For GCP, the Makefile is configured to link against OpenBLAS, a high-performance open-source BLAS library based on the Goto BLAS (as an aside, there is an excellent NYTimes article about the history behind Goto BLAS)
On OS X, the Makefile is configured to link against the Accelerate
framework with the veclib
tag.
The reference implementation includes three files for calling a
Fortran dgemm
from the C driver:
dgemm_f2c.f
: An interface file for converting from C to Fortran conventionsdgemm_f2c_desc.c
: A stub file defining the globaldgemm_desc
variable used by the driverfdgemm.f
: The Fortrandgemm
routine taken from the Netlib reference BLAS
The "old-school" way of mixing Fortran and C involve figuring out how
types map between the two languages and how the compiler does name
mangling. It's feasible, but a pain to maintain. If you want, you
can find many examples of this approach to mixed language programming
online, including in the sources for old versions of this assignment.
But it has now been over a decade since the Fortran 2003 standard,
which includes explicit support for C-Fortran interoperability. So
we're going this route, using the iso_c_binding
module in
dgemm_f2c.f
to wrap a Fortran implementation of dgemm
from the
reference BLAS.
Apart from knowing how to create a "glue" layer with something like
iso_c_binding
, one of the main things to understand if trying to mix
Fortran and C++ is that Fortran has its own set of required support
libraries and its own way of handling the main
routine. If you want
to link C with Fortran, the easiest way to do so is usually to compile
the individual modules with C or Fortran compilers as appropriate, then
use the Fortran compiler for linking everything together.
The code writes a sequence of timings to a CSV (comma-separated value) text file that can be loaded into a spreadsheet or array for further processing. By default, the name of the CSV file is based on the executable name; for example, running
./matmul-blocked
with no arguments produces the output file timing-blocked.csv
. You can
also provide the file name as an argument, i.e.

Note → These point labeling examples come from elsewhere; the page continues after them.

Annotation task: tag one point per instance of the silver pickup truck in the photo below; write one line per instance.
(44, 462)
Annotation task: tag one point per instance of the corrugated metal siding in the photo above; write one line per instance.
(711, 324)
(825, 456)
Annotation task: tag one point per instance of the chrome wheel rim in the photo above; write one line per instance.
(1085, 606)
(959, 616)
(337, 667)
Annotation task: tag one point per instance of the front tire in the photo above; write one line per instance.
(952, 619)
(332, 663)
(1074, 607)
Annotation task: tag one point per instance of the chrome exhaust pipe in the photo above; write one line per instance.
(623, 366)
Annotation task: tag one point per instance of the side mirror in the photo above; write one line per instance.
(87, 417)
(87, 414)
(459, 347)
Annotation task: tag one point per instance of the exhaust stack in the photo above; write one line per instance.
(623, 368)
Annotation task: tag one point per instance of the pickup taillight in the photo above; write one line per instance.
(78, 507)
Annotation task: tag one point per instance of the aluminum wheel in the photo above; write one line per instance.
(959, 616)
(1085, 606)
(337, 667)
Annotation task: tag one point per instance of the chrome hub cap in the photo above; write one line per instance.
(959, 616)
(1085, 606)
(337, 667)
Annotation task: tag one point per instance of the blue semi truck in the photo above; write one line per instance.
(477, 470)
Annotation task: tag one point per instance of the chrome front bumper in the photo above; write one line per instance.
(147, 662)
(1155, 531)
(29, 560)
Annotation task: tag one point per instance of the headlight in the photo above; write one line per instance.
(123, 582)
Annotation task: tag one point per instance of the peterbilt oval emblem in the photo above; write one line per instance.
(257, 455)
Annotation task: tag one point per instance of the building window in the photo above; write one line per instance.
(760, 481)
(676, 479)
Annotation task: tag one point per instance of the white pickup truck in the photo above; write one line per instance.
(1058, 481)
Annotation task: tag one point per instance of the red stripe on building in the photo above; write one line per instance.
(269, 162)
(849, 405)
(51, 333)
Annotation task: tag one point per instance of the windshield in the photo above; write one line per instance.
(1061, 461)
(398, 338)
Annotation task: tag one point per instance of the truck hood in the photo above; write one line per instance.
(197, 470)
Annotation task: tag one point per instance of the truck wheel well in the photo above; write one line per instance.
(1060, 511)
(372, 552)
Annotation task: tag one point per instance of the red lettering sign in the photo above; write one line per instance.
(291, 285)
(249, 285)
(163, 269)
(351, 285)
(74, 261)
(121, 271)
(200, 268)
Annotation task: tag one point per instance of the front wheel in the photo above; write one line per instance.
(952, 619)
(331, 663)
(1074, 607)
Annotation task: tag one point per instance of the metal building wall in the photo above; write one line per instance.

./matmul-blocked timing-blocked.csv
To run all the timers, you will probably want to use
make run
To clear up some of your workspace, use
make clean
which will remove executables and compute node logs (but not your code or benchmarks). To remove everything except for code, use
make realclean
You can produce timing plots by running
make plot
The plotter assumes that all the relevant CSV files are already in place.
You can also directly use the plotter.py
script. The plotter.py
script loads a batch of timings and turns them into a plot which is
saved to timing.pdf
. For example, running
./plotter.py basic blocked blas
or
python plotter.py basic blocked blas
will compare the contents of timing-basic.csv
, timing-blocked.csv
,
and timing-blas.csv
.
Please refer to these notes to get started. The notes discuss blocking, buffering, SSE instructions, and auto-tuning, among other optimizations. The Roofline Paper is also worth looking at.